In closing, Brueggemann is absolutely correct in reasserting the importance of making Holy Scripture the underpinning, especially the law, prophets, and wisdom of the Old Testament, for our educational purposes. While I may not agree with the processes he uses to describe the method of teaching Scripture and especially may call into question how he can call for Scripture to be our foundation without acquiescing to its own individual divine right as the Word of God in its binding nature. I can see Brueggemann’s larger point that a community whose members do not know what it means to be a part of that body, which exists perpetually outside of themselves, will cease to share the identity of the community in which it claims to be a part. For without the Church having its foundation in something outside of itself, something that shares a communal energy and language, wherefore then shall the Church look for its own authority to communicate that tradition to the next generation? If we look to sources outside of our own tradition to educate our society we cannot hope for that community to continue on the path set forward by our ancestors and Scripture itself. However where Brueggemann really goes wrong is in his insistence that through education we can improve upon the substance of what has come before.

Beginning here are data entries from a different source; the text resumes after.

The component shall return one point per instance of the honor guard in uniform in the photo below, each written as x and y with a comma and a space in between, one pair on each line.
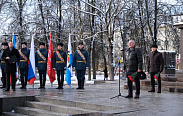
11, 56
41, 64
3, 78
59, 63
81, 62
23, 64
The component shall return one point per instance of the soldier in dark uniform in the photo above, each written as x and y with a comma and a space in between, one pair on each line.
23, 64
81, 61
133, 64
3, 79
41, 64
11, 56
59, 63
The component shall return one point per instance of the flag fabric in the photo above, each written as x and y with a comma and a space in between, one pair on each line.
13, 40
69, 62
133, 76
156, 76
50, 70
32, 65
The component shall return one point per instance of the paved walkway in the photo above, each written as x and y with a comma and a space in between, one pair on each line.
149, 104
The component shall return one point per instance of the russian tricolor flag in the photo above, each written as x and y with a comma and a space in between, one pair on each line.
32, 66
69, 62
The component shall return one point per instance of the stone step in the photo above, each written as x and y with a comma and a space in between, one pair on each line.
13, 114
36, 112
57, 108
178, 89
78, 104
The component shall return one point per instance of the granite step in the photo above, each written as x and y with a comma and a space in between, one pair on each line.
36, 112
13, 114
57, 108
78, 104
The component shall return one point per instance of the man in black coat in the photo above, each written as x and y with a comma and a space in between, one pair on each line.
23, 64
3, 79
155, 65
133, 64
10, 54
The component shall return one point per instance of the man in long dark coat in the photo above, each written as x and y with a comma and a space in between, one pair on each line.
10, 54
155, 66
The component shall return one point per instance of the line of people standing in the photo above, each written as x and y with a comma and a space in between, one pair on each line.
9, 53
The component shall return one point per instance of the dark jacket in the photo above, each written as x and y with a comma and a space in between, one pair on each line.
23, 64
2, 61
133, 60
57, 64
155, 62
78, 62
40, 63
8, 53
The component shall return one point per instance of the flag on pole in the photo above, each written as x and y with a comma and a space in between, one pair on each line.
69, 62
13, 40
32, 66
50, 70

It is absurd to think that just because we have come after the close of the canon of Scripture that we now know more than the writers of Scripture itself and it is our job as educators to see that what really binds us is not the essence of Torah or Prophets or Wisdom but the terms and shared covenant history of the aforementioned works of the Old Testament which really deliver us as a community of believers. This really comes through in how Brueggemann uses the three distinct parts of Hebrew Scripture to show how the Israelites themselves improved on each individual sections by teaching their generations the technical words of the section that came before.